Ajax and Pageviews and Google, Oh My!

Ajax and Pageviews and Google, Oh My!

Vario Creative offers web 2.0 design servicesYech…I’m looking into the design of a directory style site, and I really want to improve the user experience using Ajax.  I hate the idea of asking users to drill down through a sea of links to get their reward.  Instinct tells me that we’ve got to change the user experience to make the site the success that it ought to be.

Sounds great?  Sure, how can you go wrong by improving user experience?

Therein lies the trap.  There’s a road littered with pitfalls ahead – and they potentially get right to the core of the customer’s business model.  Without giving anything specific, let’s look at what we’d reasonably expect that strategy to include.  First, since it’s a directory, we’re going to expect that much of their traffic will be coming in from search engines, like our good friend Mr. Google.  Secondly, we’d assume they’ll be monetizing this traffic with something like Adsense, and probably traditional banners. It’s a decent strategy that could potentially develop long legs given time.

But the problem is that to make the site work better for living and breathing humans by using Ajax I will be drammatically cutting their pageviews, and potentially throwing up a roadblock for search engine spiders, which can’t read javascript, hence cannot read Ajax. 

The search engine problem can probably be abated putting traditional navigation links in the NOSCRIPT tags (this is the stuff non-javascript readers will see).  But even there, I have a concern that Google could possibly see this as a cloaking technique, designed to show them something that the rest of of the Internet doesn’t.  If that were to happen, we could easily be banned from Google, which is a very bad thing for a strategy heavy on search.

On the other side, we’re looking at a pageview dependent strategy.  So what happens when I eliminate 1/4 of the pageviews using Ajax in favor of improved user experience?  Will quality pageviews make up for lack of gross tonnage?  I doubt it.  Will increased traffic due to the enhanced navigation pick up the slack?  Again I doubt it.

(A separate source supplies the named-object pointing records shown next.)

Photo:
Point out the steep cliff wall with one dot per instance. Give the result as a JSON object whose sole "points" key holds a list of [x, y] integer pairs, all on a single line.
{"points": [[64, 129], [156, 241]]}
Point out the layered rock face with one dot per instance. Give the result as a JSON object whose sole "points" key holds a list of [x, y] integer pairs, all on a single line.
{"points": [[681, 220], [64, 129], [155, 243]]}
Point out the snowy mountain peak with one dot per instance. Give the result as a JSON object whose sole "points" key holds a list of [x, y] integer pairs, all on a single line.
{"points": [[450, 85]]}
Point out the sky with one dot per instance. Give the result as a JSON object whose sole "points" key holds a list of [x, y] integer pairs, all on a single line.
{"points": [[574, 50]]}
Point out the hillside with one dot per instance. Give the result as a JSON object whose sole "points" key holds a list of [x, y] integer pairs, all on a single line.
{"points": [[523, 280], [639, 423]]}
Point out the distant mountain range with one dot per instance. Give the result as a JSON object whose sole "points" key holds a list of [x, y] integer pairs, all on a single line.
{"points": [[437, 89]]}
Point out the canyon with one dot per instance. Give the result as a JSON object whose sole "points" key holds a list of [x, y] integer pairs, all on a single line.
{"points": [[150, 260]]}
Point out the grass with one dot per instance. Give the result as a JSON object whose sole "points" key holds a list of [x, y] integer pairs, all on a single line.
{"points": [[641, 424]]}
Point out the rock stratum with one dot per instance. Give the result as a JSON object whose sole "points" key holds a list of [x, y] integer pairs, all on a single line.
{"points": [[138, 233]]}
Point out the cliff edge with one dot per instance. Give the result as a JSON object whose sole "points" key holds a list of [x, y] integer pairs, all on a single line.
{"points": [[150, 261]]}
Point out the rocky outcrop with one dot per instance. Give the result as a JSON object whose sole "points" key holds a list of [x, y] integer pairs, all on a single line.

So here I sit, trying to find a way to justify a course of action I know in the long run is the correct one: use the Ajax and make the readers happy.  Avoid 1996 web design schemes and move forward into the brave new frontier.  Instead of working with a broken ad revenue model, find new ways to fix it. 

So here are some links I’ve come up with for any of you who are similarly interested:

Pageviews not a Web 2.0 Ad Metric

Pageviews are dead? 4 Other Must-Have Attention Metrics

comScore Hopes New Metric Will Add Clarity—And Please Publishers, Hold Off Auditor

Guardian column: Death of the page view

The Pageview is Dead – Or Is It?

Okay, here are my general thoughts:

  • Visits (specifically unique visits) are a good measure of a site’s traffic, and the potential number of eyeballs you’ll reach.
  • Depth of visit measurements are key in judging the level of engagement of readers.  More reader engagement should be a more valueable eyeball.

Depth of visit can’t be judged by pageviews anymore.  You must look at completed actions – eyeballs at the end of the road – stories read, or form submission or posts/comments.  Forget the intermediary pages, and look at the end of the line.  Relate entry pages to exit pages (did they actually go anywhere).

But this doesn’t solve my problem.  I still need to think of a way to replace what might be gross tonnage revenue.  We’re not big enough to tell advertisers how it’s going to be, we’ve got to work with what’s already available.  Maybe pay per action ads will be the route to go.  So if you’re looking for the answer, I don’t have it.  Not yet at least.  But I do think that there’s a solution out there.